Why does Canada have a Senate?

Why does Canada have a Senate?

Not to operate as a chamber of “sober second thought,” in John D. MacDonald’s deathless words. Senators have almost no legislative or political function, which, I would like to emphasize, is as it should be. They are an unelected body of party hacks who have been placed in comfortable public sinecures, and as such should not be allowed to meddle in the political process. The Senate is a body modeled after the British House of Lords, which itself has no place in a modern democracy.

In all fairness, I think most senators realize this. And they do a good job of doing nothing. Claire Hoy’s Nice Work exposed their uselessness years ago.

Even if you do see the Senate as having a function, the idea that the dirty rabble of democracy needs to be guided over by a wealthy and paternalistic Establishment was a fossilized notion already in 1867. The United States Constitution originally had senators elected by state legislatures — which, while indirect, was at least a notionally democratic process — up until 1913, when the Seventeenth Amendment provided for their direct election by the people. In other words, the American system was always more progressive than the one our own Constitution provided for (drafted over 70 years later), and was still considered politically out of date before the outbreak of the First World War. Meanwhile, we’ve thought it best to keep with the old ways.

So why does Canada have a Senate?

Not because anyone wants there to be a Senate. Stephen Harper has attempted to either abolish or reform it, only to be slapped down by the Supreme Court. An embarrassed Justin Trudeau removed Liberal senators from that party’s caucus (they now call themselves Senate Liberals instead of Liberal Senators). Abolishment of the Senate is a longstanding part of the NDP platform. The Greens want to make it an elected body based on proportional representation. Nobody wants to keep it in its current form. Except, I guess, the senators themselves.

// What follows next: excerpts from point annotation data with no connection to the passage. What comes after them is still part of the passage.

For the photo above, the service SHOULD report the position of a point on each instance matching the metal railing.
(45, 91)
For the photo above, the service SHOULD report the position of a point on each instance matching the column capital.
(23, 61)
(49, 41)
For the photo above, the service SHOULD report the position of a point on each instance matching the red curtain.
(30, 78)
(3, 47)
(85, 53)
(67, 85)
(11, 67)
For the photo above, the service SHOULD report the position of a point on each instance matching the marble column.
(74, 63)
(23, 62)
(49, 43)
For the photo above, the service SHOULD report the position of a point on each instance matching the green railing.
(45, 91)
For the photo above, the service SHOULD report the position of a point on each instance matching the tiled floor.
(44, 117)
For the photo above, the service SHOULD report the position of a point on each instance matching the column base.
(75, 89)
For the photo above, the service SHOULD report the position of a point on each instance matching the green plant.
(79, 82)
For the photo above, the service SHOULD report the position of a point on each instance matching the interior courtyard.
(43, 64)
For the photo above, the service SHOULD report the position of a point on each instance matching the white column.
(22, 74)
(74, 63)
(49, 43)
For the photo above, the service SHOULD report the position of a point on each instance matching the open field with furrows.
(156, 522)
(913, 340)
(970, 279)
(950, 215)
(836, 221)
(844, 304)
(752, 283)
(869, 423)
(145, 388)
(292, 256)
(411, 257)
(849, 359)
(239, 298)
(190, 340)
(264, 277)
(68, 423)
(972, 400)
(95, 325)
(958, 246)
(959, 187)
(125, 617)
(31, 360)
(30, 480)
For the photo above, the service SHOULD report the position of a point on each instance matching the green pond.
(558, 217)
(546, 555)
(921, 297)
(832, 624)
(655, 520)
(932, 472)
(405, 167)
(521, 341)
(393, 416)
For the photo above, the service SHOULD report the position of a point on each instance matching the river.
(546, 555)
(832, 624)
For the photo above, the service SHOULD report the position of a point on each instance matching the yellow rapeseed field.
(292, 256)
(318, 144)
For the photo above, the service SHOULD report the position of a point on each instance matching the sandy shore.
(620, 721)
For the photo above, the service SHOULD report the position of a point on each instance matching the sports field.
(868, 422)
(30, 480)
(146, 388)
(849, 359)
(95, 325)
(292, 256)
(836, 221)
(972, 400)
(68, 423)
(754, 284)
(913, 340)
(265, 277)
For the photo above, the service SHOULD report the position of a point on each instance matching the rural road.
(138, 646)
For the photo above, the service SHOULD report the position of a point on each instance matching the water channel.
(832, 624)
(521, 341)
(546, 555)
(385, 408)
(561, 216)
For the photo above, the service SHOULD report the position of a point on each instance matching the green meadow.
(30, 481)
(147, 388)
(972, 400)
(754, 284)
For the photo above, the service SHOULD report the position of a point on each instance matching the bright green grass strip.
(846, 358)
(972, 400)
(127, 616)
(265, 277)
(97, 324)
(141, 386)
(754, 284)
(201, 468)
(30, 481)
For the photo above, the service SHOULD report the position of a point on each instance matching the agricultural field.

But reform is a dead letter. Every attempt to reform the Senate since the 1970s, and there have been many, has failed. Change is never going to come.

This does not upset me. I would not like to see an elected, more effective, or otherwise reformed Senate. What purpose would a reformed Senate have? It would either be redundant or lead to gridlock, and would certainly be more expensive to maintain (and lead to even more electioneering). Who thinks Canada needs more politicians? What problems does Canada currently face for which more politicians will provide the answer?

If reform is a dead letter, abolition is a pipe dream. According to the Supreme Court abolition could only happen with the unanimous consent of the provinces and the Senate itself. In short, they’d have to vote themselves out of existence. It’s even questionable whether the house can be allowed to simply grow old and die of natural causes. The Constitution may require we maintain it.

Why does Canada have a Senate? Because we were saddled with this house of shame by a bunch of wannabe aristos in the nineteenth century and now it can’t be gotten rid of. Ever.

And so, as the Senate continues to wallow in scandal, we the people are left to follow the trials and tribulations of figures like Mike Duffy and Pamela Wallin on TV and in the newspapers. Excess and entitlement for the Establishment. For the plebs it’s broken crackers, cold camembert, and circuses.